On Wed, Jul 21, 2021 at 1:01 AM Valerio Luccio <valerio.luccio(a)nyu.edu> wrote:
Hi list,
I have a hosted engine running on a CentOS 8. The engine and all the VM's are stored
on a 4-node gluster. I had some issues with the gluster and then the hosted-engine stopped
working (even though the virtualization dashboard showed 4 virtual machines running). I
tried to "systemctl restart" the hosted-engine, but it failed. I try to reboot
the server and the hosted-engine still will not come up. Note that the server has no issue
mounting the gluster:
$ df
hydra1:/MRIData 390664407040 20530130012 370134277028 6%
/rhev/data-center/mnt/glusterSD/hydra1:_MRIData
$ ls -l
/rhev/data-center/mnt/glusterSD/hydra1\:_MRIData/6547dc22-b89e-4f14-8958-c9e8d27b29a4/
drwxr-xr-x. 2 vdsm kvm 4.0K Mar 29 12:24 dom_md
drwxr-xr-x. 2 vdsm kvm 4.0K Jul 20 17:47 ha_agent
drwxr-xr-x. 12 vdsm kvm 4.0K Apr 1 16:32 images
drwxr-xr-x. 4 vdsm kvm 4.0K Mar 29 12:24 master
Where "hydra1" is one of my gluster nodes and MRIData is the volume name.
Here is the relevant snippet from /var/log/ovirt-hosted-engine-ha/agent.log
MainThread::INFO::2021-07-20
17:29:07,584::agent::67::ovirt_hosted_engine_ha.agent.agent.Agent::(run)
ovirt-hosted-engine-ha agent 2.4.6 started
MainThread::INFO::2021-07-20
17:29:07,594::hosted_engine::242::ovirt_hosted_engine_ha.agent.hosted_engine.HostedEngine::(_get_hostname)

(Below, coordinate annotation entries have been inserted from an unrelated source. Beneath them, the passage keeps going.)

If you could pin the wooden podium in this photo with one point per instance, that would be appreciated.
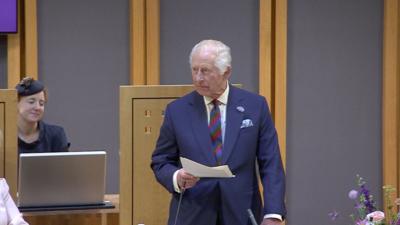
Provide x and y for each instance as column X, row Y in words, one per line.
column 142, row 199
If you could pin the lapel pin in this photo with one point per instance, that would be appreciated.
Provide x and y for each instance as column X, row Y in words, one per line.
column 240, row 108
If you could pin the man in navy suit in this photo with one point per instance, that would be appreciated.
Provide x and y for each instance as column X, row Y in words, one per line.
column 248, row 144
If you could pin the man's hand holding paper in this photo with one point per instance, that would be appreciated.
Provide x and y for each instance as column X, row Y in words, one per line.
column 199, row 170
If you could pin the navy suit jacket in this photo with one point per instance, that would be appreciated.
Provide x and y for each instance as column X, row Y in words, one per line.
column 247, row 146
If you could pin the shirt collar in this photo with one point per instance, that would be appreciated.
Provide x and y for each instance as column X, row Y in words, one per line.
column 223, row 99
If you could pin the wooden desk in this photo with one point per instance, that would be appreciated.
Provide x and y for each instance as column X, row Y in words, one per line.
column 77, row 217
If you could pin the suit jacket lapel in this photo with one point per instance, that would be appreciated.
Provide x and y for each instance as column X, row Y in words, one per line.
column 200, row 128
column 234, row 118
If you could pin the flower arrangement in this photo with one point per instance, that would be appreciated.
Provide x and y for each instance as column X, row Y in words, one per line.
column 366, row 212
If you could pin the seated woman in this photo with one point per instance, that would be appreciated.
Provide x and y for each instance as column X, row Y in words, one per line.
column 9, row 213
column 34, row 135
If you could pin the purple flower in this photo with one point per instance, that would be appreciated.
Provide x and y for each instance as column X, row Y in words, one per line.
column 333, row 215
column 353, row 194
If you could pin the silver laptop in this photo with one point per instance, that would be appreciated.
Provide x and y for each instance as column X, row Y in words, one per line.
column 61, row 179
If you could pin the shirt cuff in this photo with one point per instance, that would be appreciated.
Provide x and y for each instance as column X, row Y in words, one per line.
column 273, row 216
column 175, row 182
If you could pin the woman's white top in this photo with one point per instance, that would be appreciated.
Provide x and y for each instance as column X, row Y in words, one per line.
column 9, row 213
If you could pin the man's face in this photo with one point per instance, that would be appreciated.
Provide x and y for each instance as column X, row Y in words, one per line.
column 207, row 79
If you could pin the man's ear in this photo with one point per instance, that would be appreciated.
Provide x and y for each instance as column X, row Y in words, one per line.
column 227, row 73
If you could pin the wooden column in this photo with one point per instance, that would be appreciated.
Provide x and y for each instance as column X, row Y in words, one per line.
column 390, row 96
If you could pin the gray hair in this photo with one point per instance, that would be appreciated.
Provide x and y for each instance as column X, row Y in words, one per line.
column 223, row 57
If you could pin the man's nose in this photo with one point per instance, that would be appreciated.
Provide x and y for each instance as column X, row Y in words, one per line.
column 37, row 105
column 199, row 76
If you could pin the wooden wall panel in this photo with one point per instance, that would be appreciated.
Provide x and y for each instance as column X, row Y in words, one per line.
column 391, row 98
column 8, row 164
column 141, row 110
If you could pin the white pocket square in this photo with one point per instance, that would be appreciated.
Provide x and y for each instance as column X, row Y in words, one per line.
column 246, row 123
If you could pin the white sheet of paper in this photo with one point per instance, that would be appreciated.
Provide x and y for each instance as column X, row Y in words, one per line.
column 199, row 170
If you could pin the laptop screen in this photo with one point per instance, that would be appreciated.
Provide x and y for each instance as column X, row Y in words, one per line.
column 61, row 178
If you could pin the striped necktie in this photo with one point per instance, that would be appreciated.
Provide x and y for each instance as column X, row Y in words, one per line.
column 216, row 131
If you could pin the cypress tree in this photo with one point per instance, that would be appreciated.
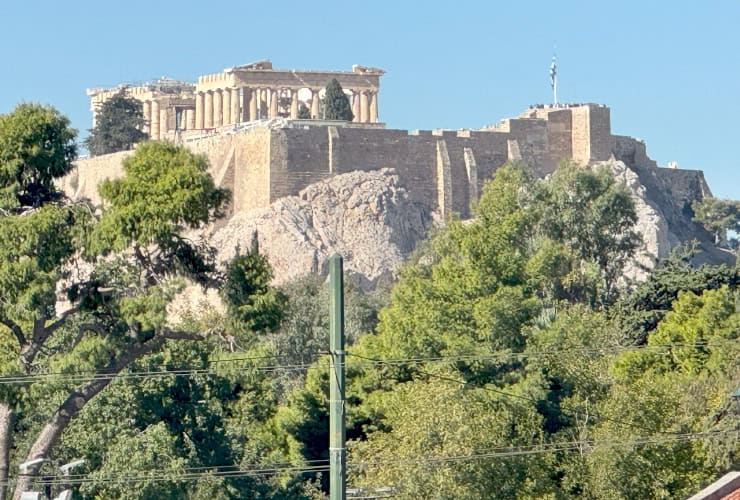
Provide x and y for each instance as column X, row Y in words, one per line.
column 336, row 103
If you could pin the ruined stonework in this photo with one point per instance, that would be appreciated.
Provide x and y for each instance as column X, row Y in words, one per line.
column 176, row 109
column 440, row 171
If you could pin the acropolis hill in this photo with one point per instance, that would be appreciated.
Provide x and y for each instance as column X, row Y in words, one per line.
column 244, row 120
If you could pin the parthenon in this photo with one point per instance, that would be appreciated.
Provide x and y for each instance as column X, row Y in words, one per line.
column 244, row 93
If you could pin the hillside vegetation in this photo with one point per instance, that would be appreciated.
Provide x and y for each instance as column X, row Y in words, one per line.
column 509, row 359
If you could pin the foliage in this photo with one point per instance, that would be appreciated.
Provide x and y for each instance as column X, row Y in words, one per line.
column 507, row 361
column 303, row 112
column 166, row 189
column 119, row 125
column 720, row 217
column 36, row 146
column 336, row 103
column 640, row 311
column 120, row 270
column 252, row 305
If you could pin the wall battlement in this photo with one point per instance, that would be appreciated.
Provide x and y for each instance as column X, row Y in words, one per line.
column 443, row 170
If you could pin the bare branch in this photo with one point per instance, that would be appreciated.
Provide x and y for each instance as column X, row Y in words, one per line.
column 62, row 319
column 181, row 335
column 16, row 330
column 76, row 401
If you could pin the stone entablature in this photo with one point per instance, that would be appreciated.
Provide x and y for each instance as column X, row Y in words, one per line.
column 242, row 94
column 167, row 104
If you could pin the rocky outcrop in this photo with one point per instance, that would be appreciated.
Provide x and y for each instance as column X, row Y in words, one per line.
column 663, row 199
column 365, row 216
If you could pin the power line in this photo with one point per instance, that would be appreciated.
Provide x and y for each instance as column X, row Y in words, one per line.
column 86, row 376
column 536, row 354
column 195, row 473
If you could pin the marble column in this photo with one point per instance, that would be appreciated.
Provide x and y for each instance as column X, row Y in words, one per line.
column 364, row 108
column 154, row 126
column 374, row 107
column 315, row 104
column 147, row 110
column 235, row 106
column 254, row 104
column 226, row 110
column 293, row 104
column 189, row 119
column 246, row 104
column 163, row 122
column 274, row 96
column 355, row 106
column 208, row 110
column 218, row 109
column 199, row 110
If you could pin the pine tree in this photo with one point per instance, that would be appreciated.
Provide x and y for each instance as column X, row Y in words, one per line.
column 336, row 103
column 118, row 126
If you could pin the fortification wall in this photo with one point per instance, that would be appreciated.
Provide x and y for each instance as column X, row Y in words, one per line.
column 82, row 182
column 441, row 169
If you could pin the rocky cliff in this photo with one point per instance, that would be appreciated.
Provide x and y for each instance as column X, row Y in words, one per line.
column 365, row 216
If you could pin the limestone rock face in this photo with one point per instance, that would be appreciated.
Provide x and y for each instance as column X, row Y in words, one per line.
column 662, row 199
column 657, row 240
column 367, row 217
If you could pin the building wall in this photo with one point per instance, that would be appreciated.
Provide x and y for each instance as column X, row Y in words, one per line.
column 441, row 169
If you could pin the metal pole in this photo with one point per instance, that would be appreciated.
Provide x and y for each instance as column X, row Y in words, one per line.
column 337, row 450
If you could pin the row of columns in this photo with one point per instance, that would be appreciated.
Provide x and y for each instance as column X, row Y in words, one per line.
column 224, row 107
column 157, row 119
column 216, row 108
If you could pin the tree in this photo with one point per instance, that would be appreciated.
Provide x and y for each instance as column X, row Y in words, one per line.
column 303, row 112
column 119, row 125
column 336, row 103
column 720, row 217
column 36, row 146
column 130, row 262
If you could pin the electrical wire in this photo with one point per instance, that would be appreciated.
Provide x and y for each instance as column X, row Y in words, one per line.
column 195, row 473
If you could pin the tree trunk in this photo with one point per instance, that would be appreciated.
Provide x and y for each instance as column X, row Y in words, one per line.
column 74, row 403
column 7, row 419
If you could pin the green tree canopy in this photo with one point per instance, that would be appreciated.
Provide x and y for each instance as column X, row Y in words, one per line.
column 720, row 217
column 119, row 125
column 36, row 146
column 119, row 270
column 303, row 112
column 336, row 103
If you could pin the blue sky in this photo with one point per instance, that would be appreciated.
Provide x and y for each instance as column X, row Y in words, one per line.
column 669, row 70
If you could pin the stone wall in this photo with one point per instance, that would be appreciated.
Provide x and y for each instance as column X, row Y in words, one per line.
column 443, row 170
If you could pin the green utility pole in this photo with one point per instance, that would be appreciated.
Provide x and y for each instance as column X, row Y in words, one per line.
column 337, row 450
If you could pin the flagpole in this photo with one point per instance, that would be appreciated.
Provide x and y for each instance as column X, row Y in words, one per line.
column 554, row 80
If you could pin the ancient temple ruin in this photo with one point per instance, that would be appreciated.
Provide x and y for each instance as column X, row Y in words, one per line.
column 241, row 94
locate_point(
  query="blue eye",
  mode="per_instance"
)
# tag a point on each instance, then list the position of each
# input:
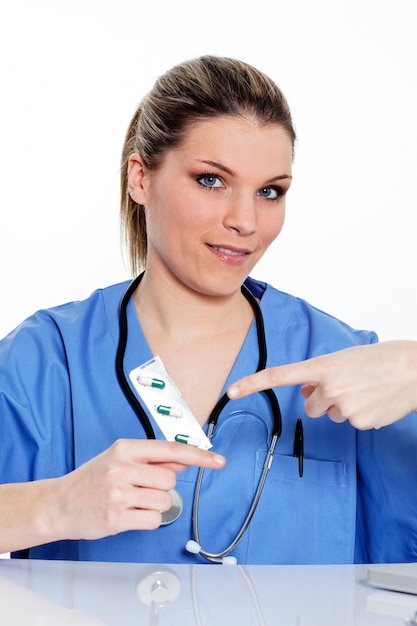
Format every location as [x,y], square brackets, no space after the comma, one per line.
[271,193]
[211,181]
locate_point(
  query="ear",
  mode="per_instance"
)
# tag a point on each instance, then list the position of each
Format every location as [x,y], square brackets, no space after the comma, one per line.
[136,172]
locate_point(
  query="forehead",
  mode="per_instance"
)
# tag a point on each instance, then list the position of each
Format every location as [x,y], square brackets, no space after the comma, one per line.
[236,139]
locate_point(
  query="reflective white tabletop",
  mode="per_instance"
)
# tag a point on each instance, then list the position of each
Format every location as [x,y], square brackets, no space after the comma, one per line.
[114,594]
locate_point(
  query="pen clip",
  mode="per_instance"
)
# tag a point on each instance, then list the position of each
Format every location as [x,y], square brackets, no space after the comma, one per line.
[299,446]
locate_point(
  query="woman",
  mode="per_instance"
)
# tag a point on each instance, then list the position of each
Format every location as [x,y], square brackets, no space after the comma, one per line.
[205,170]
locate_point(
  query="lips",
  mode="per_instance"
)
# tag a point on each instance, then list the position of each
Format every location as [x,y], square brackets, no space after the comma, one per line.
[230,251]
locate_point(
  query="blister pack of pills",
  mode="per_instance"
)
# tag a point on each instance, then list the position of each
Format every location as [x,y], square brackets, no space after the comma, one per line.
[166,404]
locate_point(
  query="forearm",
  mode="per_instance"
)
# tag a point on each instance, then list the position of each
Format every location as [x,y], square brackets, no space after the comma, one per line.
[26,516]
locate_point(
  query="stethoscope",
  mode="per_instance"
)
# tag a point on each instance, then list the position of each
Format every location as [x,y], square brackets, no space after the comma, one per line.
[193,546]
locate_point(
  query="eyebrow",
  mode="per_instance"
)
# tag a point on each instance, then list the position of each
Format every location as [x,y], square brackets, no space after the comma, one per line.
[223,168]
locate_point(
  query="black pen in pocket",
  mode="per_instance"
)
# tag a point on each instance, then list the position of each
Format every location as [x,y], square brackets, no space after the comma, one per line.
[299,446]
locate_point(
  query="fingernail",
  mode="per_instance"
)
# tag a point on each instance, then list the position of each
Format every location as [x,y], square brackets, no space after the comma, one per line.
[233,392]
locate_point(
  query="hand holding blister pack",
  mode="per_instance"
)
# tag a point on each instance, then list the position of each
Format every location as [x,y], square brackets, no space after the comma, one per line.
[166,404]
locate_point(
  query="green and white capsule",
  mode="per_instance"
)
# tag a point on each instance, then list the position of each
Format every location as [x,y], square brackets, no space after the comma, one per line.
[149,381]
[172,411]
[191,441]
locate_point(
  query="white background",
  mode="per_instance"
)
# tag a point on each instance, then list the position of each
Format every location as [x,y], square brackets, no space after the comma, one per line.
[73,71]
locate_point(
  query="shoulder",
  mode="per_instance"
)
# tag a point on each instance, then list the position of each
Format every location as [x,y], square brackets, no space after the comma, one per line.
[50,326]
[292,320]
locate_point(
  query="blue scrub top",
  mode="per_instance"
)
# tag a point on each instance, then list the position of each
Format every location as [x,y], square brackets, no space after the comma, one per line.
[61,405]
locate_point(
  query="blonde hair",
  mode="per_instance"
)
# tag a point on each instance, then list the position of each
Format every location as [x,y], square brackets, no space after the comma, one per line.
[198,89]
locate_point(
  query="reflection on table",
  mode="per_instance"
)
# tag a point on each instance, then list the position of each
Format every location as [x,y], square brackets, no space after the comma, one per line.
[113,594]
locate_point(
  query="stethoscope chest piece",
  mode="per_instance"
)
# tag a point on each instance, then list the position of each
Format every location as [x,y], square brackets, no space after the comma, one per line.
[159,588]
[176,508]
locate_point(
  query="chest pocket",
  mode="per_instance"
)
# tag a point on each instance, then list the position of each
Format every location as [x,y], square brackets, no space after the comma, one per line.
[298,520]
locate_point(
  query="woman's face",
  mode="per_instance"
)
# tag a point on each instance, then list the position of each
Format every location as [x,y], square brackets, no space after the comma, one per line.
[215,203]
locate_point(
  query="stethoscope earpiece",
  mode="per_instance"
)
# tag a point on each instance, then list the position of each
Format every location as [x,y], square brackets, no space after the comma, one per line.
[194,548]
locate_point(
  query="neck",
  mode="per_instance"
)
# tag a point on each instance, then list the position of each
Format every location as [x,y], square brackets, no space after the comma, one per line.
[175,309]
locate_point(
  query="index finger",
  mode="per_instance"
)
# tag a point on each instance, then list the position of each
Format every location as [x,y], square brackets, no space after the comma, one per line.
[298,373]
[170,453]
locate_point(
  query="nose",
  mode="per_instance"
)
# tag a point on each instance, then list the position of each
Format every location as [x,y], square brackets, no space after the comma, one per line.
[240,215]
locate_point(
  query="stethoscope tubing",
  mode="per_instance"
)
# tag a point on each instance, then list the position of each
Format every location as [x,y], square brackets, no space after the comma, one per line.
[212,421]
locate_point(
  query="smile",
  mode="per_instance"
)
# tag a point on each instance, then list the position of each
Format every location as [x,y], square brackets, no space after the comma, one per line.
[229,251]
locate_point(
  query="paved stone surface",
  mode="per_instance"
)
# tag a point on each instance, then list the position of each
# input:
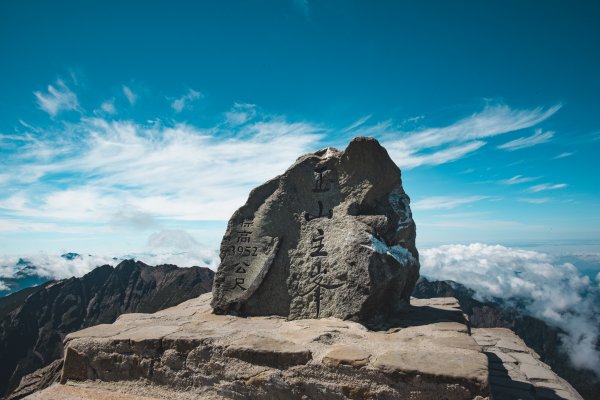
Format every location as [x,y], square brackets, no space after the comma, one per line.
[346,355]
[516,372]
[333,236]
[189,351]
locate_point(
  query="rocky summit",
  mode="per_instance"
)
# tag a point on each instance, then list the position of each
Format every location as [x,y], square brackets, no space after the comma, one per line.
[331,237]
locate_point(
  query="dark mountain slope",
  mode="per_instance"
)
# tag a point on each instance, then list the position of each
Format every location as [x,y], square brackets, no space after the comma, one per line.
[34,323]
[538,335]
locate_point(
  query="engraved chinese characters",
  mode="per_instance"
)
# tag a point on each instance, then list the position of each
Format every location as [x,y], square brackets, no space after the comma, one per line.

Certificate common name not found, using hostname to identify host
MainThread::INFO::2021-07-20
17:29:07,635::hosted_engine::548::ovirt_hosted_engine_ha.agent.hosted_engine.HostedEngine::(_initialize_broker)
Initializing ha-broker connection
MainThread::INFO::2021-07-20
17:29:07,636::brokerlink::82::ovirt_hosted_engine_ha.lib.brokerlink.BrokerLink::(start_monitor)
Starting monitor network, options {'addr': '192.168.39.65',
'network_test': 'dns', 'tcp_t_address': '',
'tcp_t_port': ''}
MainThread::ERROR::2021-07-20
17:29:07,636::hosted_engine::564::ovirt_hosted_engine_ha.agent.hosted_engine.HostedEngine::(_initialize_broker)
Failed to start necessary monitors
MainThread::ERROR::2021-07-20
17:29:07,637::agent::143::ovirt_hosted_engine_ha.agent.agent.Agent::(_run_agent) Traceback
(most recent call last):
File
"/usr/lib/python3.6/site-packages/ovirt_hosted_engine_ha/lib/brokerlink.py",
line 85, in start_monitor
response = self._proxy.start_monitor(type, options)
File "/usr/lib64/python3.6/xmlrpc/client.py", line 1112, in __call__
return self.__send(self.__name, args)
File "/usr/lib64/python3.6/xmlrpc/client.py", line 1452, in __request
verbose=self.__verbose
File "/usr/lib64/python3.6/xmlrpc/client.py", line 1154, in request
return self.single_request(host, handler, request_body, verbose)
File "/usr/lib64/python3.6/xmlrpc/client.py", line 1166, in single_request
http_conn = self.send_request(host, handler, request_body, verbose)
File "/usr/lib64/python3.6/xmlrpc/client.py", line 1279, in send_request
self.send_content(connection, request_body)
File "/usr/lib64/python3.6/xmlrpc/client.py", line 1309, in send_content
connection.endheaders(request_body)
File "/usr/lib64/python3.6/http/client.py", line 1249, in endheaders
self._send_output(message_body, encode_chunked=encode_chunked)
File "/usr/lib64/python3.6/http/client.py", line 1036, in _send_output
self.send(msg)
File "/usr/lib64/python3.6/http/client.py", line 974, in send
self.connect()
File
"/usr/lib/python3.6/site-packages/ovirt_hosted_engine_ha/lib/unixrpc.py", line
74, in connect
self.sock.connect(base64.b16decode(self.host))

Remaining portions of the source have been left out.